On further investigation, it turns out you have to write a story, starting with the sentence “The nurse left work at 5 o’clock”, that can be read in 3 minutes. That was still not good enough a brief for me. So I copied a “runner up” story onto Word, did a quick word count, came to 497 words.
I told myself a story around this had to be less than 500 words, and then got cracking. 2 hours today evening, and this is the output.
Do let me know what you think of it? Very interested to debate on it… must admit, this was tough to write.
( :- ( Hell no, the contest is over, so I can’t participate now, but I still enjoyed writing it.)
The nurse left work at 5 o’clock. Anne would usually be back home by then to take care of her ailing comatose mother, called “Ma” by one and all. By convention, the nurse, did not necessarily have to wait until Anne came back, though she usually always did.
At 3pm, today, a call from her employing agency, had cursorily informed, that today would be her last day at Anne’s house. Starting tomorrow, she needed to report to a new place to work with a “new client”.
For 5 long years, she had steadily nursed and nurtured Ma, in the process knowing and adopting her frailty. For her, to willingly have receded into the depths of another’s vulnerability and let that susceptibility perennially dance lamely around your thumb, was both, a very humbling and an immensely fulfilling experience.

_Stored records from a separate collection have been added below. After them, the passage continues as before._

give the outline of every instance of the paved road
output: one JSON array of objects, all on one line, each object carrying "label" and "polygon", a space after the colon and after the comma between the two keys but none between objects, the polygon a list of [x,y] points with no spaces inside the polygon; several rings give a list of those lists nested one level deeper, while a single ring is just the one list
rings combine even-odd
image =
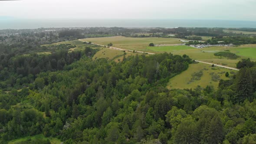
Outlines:
[{"label": "paved road", "polygon": [[[86,41],[82,40],[82,39],[80,39],[79,40],[80,40],[80,41],[82,41],[82,42],[85,42],[88,43],[88,42],[86,42]],[[132,51],[133,51],[132,50],[126,49],[120,49],[120,48],[116,48],[116,47],[112,47],[112,46],[110,46],[109,47],[108,47],[108,46],[106,46],[99,45],[99,44],[96,44],[96,43],[92,43],[92,44],[94,44],[94,45],[95,45],[102,46],[105,46],[106,48],[108,48],[108,49],[116,49],[116,50],[121,50],[121,51],[125,50],[125,51],[129,51],[129,52],[132,52]],[[151,55],[154,55],[155,54],[155,53],[154,53],[145,52],[143,52],[137,51],[136,51],[136,50],[135,51],[135,52],[137,52],[144,53],[148,53],[149,54],[151,54]],[[213,63],[209,63],[209,62],[203,62],[200,61],[198,61],[198,60],[195,60],[195,61],[197,62],[202,62],[202,63],[205,63],[205,64],[207,64],[211,65],[212,65],[213,64],[214,64],[214,65],[215,65],[215,66],[219,66],[219,67],[220,67],[228,69],[233,69],[233,70],[236,70],[236,71],[239,71],[239,69],[237,69],[233,68],[232,68],[232,67],[228,67],[228,66],[224,66],[224,65],[217,65],[217,64],[214,64]]]},{"label": "paved road", "polygon": [[[82,40],[82,39],[80,39],[79,40],[80,41],[82,41],[82,42],[86,42],[86,43],[88,43],[88,42],[86,42],[86,41]],[[100,45],[100,44],[96,44],[96,43],[92,43],[92,44],[93,44],[93,45],[95,45],[102,46],[105,46],[106,48],[108,48],[108,49],[116,49],[116,50],[121,50],[121,51],[124,51],[124,51],[129,51],[129,52],[133,52],[133,50],[132,50],[126,49],[120,49],[120,48],[116,48],[116,47],[112,47],[112,46],[110,46],[109,47],[108,47],[108,46],[107,46],[102,45]],[[135,52],[137,52],[143,53],[148,53],[148,54],[151,54],[151,55],[154,55],[155,54],[155,53],[151,53],[151,52],[147,52],[138,51],[137,51],[137,50],[135,50]]]},{"label": "paved road", "polygon": [[224,65],[217,65],[217,64],[215,64],[214,63],[209,63],[209,62],[203,62],[199,61],[196,60],[195,60],[195,61],[197,62],[202,62],[202,63],[206,63],[207,64],[209,64],[209,65],[212,65],[213,64],[213,65],[214,65],[215,66],[219,66],[219,67],[222,67],[222,68],[228,69],[230,69],[235,70],[236,70],[236,71],[239,71],[239,69],[237,69],[231,68],[230,67],[228,67],[228,66],[224,66]]}]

Ma was forever confined to be on the fringes of “the end”, but never really there yet, living in a distant nether land between speech and silence, between touch and inert, between warm and cold….always near, yet always appearing afar.
Today, as she walked out of the door for one last time, it distinctly occurred to her that this was it, she would never again get to see Ma. This was a full-stop just as similar as Ma’s yet-to-happen end…..and yet, between that cessation and she having to move to a new job….in both cases the net result was exactly the same. A further thought crossed her mind, that it did not really matter who amongst them ended up “winding-up” today, the conclusion would still remain absolutely the very same.
At 5pm, today, she did not want to wait for Anne to return, she did not want to have one long last look at Ma, she did not want to kiss her goodbye…..as she moved out of the door, past the stairway, passing the lobby, merging into the street…she continued walking, not stopping, not pausing, never once turning back.
On the street, she walked with her eyes downcast, the steady stream of humanity comforting her, their gross anonymity and complete inability to peek into her personal grief, providing for an ideal air cushion. After a few minutes, she did reach a busy intersection, which had a circle and statue at the center of it. She walked across the street onto the intersection, which was bereft of any people, and then she stopped.
Turning around, raising her eyes, she did a panoramic scan. Far and wide, all she saw were people, apparently oblivious, and yet, steadily and continuously moving towards a imminent frosty death, just like Ma and her.